Si las intrigas de salones, y toda una cautivadora mitología sobrenatural, no convencen, nos queda el ángulo histórico. Jonathan Strange, el joven entusiasta, y Gilbert Norrell, el viejo avaro de su sabiduría, prestarán su ayuda mágica a la Corona contra los avances europeos de Bonaparte, y trabarán relaciones con la flor y nata de la época. El Duque de Wellington se referirá a Strange como “Merlín”, y las aventuras militares de los dos hechiceros incluirán mantener las naves francesas en sus puertos, sitiados por falsos buques británicos hechos de lluvia, resucitar a diecisiete soldados napolitanos muertos para interrogarlos sobre la ruta del resto de sus tropas, crear carreteras nuevas más transitables para la marcha de los ejércitos, o, incluso, a defecto de esto, mover las ciudades u otras referencias geográficas de sitio, lo cual llegará a motivar una carta enfurecida del rey español Fernando VII exigiendo que Strange vuelva y deje el país tal como estaba antes de la Guerra de la Independencia.
Aparte de la historia política y militar, llegaremos a conocer en Venecia a lord Byron, que trabará relación con Strange durante un oscuro período de su existencia e incluso se inspirará un tanto en él para su “Manfred”. No olvidemos que Jane Austen, gran inspiradora de Clarke para su ambientación de realismo hogareño decimonónico, fue contemporánea estricta del Romanticismo exaltado de los Byron, Shelley y compañía; el grado en que ambas concepciones, a priori opuestas, son capaces de funcionar bien juntas, es sólo una de las múltiples felicidades de un libro espléndido que nos ha llegado a las manos como un regalo del cielo.

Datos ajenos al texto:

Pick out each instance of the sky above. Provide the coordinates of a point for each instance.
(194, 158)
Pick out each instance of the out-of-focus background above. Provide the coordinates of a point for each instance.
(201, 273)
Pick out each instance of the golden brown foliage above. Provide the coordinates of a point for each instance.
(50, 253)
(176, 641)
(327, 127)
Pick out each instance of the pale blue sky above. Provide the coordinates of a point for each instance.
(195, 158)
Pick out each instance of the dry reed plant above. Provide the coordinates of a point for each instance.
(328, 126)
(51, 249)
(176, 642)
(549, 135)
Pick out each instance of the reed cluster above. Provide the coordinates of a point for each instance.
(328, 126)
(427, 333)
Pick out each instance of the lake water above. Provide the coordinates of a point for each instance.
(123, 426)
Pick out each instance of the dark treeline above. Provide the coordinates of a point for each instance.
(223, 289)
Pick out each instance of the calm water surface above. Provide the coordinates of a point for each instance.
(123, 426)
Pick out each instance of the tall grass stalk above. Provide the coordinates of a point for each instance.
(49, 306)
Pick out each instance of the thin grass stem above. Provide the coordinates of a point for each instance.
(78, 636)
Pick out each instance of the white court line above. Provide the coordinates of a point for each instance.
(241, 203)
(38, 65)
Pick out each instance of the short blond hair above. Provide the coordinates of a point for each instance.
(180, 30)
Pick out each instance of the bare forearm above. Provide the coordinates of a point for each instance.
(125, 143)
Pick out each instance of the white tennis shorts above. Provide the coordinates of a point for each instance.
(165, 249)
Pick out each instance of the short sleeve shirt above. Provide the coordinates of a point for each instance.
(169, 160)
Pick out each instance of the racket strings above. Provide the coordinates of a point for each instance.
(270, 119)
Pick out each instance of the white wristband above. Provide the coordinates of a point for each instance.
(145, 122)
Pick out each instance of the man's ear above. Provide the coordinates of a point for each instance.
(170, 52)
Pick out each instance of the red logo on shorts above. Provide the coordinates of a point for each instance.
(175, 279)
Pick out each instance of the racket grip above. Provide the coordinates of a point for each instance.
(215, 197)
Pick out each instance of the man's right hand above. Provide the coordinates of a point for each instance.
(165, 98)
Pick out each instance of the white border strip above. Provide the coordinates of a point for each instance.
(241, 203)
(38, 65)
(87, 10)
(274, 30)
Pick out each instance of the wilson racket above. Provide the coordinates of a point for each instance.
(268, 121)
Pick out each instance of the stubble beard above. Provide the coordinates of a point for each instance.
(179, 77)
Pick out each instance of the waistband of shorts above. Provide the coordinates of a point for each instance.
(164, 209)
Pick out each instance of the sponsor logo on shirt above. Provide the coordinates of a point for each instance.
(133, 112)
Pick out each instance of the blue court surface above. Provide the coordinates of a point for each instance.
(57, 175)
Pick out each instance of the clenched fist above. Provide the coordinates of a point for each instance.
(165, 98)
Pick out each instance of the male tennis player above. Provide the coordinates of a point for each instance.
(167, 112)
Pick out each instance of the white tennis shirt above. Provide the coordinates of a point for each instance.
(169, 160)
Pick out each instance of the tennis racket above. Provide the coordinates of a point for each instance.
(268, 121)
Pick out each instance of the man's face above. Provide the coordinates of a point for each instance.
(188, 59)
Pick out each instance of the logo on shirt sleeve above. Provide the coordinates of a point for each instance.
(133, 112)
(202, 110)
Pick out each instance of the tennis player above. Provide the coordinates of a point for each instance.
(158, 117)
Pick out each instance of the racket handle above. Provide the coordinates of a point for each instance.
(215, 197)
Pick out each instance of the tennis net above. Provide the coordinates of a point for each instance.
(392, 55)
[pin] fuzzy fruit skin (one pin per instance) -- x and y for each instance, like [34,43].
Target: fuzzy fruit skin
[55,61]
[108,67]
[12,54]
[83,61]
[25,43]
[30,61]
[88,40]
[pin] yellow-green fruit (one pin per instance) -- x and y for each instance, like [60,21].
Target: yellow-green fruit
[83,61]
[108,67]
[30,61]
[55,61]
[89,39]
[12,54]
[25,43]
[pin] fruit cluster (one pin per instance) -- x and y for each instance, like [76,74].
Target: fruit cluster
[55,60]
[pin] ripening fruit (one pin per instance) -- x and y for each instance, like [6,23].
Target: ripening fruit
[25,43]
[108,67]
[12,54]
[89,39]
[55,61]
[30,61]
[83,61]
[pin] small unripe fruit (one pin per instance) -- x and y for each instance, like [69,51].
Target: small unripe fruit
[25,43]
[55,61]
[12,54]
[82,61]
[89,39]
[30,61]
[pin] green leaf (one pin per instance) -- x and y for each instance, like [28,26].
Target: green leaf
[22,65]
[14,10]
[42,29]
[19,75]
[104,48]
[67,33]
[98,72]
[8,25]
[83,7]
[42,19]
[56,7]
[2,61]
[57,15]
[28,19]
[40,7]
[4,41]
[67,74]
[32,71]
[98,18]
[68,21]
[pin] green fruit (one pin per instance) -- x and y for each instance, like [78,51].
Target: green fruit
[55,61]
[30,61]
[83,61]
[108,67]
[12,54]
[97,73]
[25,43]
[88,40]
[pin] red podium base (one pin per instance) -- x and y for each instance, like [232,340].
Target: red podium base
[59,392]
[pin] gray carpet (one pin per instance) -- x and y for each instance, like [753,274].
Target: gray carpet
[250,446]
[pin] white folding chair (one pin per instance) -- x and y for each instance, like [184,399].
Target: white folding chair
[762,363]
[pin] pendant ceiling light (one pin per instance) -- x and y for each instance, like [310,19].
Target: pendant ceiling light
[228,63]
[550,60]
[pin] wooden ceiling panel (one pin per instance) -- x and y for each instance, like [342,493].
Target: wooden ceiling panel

Pero todavía hay más. Que Clarke no se interese en atrapar al lector como máxima prioridad no significa que su libro se limite a primores expresivos, curiosidades de época o adorables excentricidades. Antes bien, la trama exhibe un diseño de acero y se mueve en direcciones que podemos intentar anticipar pero que nos mantienen intrigados hasta casi las últimas páginas. Cómo olvidar al misterioso y jamás nombrado “caballero del pelo como el vilano del cardo”, juguetón y maligno señor del dominio de Esperanza Perdida, en el País de las Hadas, cuyas maquinaciones atrapan a la mayoría del elenco principal desde que Norrell tuvo la mala idea de convocarlo para resucitar a la difunta señora Pole y de este modo interesar a las altas esferas en el potencial de la magia, caída en desuso desde años y años; cómo no sentirse cautivado por Vinculus, el agorero mago de la calle Threadneedle, vagabundo miserable con tres esposas a quienes visita de vez en cuando, portador de una inquietante profecía del Rey Cuervo y depositario de mucha más sabiduría oculta de la que jamás admitirá; cómo no simpatizar con el criado Stephen Black, nacido en una galera de esclavos negros y destinado a ser rey, o intrigarnos ante Childermass, el inquietante servidor de Norrell, lector del Tarot, aspirante a mago en contra de la intención de su amo de monopolizar el arte, y revestido poco a poco de un papel muy peculiar.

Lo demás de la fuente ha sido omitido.